А сердце долбилось как ненормальное.
Том, почувствовав отдачу обожаемого тела, которое с таким упоением брал, сходил от этого с ума, водоворотом закружились мысли, теперь кажущиеся такими правильными, такими своевременными, накрывшими его сознание от и до. Он уже знал, предчувствовал, что СМОЖЕТ!!! Понимал, что появляются для этого силы и слова буквально готовы сорваться с губ…
Вот сейчас.
Еще немного, еще минуту...
Он решался.
Он хотел - и боялся...
И спазмами скручивало мышцы пресса. Стиснув зубы, глубоко дышал, слушая свои сбивающиеся и дрожащие выдохи. А под его влажной ладонью было плечо парня, ради которого он сейчас пытался взять себя в руки. Из-за кого уже давно сходило с ума сердце, по кому так тосковал все эти дни, не зная, что будет дальше. Без кого уже не видел цели жить...

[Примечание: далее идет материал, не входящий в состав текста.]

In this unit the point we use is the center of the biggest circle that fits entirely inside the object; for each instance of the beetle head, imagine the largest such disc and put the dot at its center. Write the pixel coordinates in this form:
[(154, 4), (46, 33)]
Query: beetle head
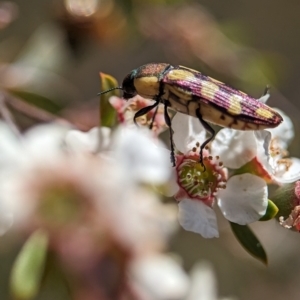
[(128, 88)]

Сознание, периодически затуманивающееся, находящееся на границе с обмороком...
Пересохшие, вздрагивающие губы.
Тело кидает то в жар, то в холод.
Пальцы, касающиеся ЕГО волос, ласкающие кожу под ними. Тому так хотелось, чтобы Билли повернулся, чтобы в глаза посмотрел.
Нервно сжатое теплое плечо, все усиливающийся внутренний трепет.
И все-таки срывающийся шепот... Хриплый, глухой - Том сам его не узнал:
- Билл... Билли... Я люблю тебя, малыш... Люблю, слышишь?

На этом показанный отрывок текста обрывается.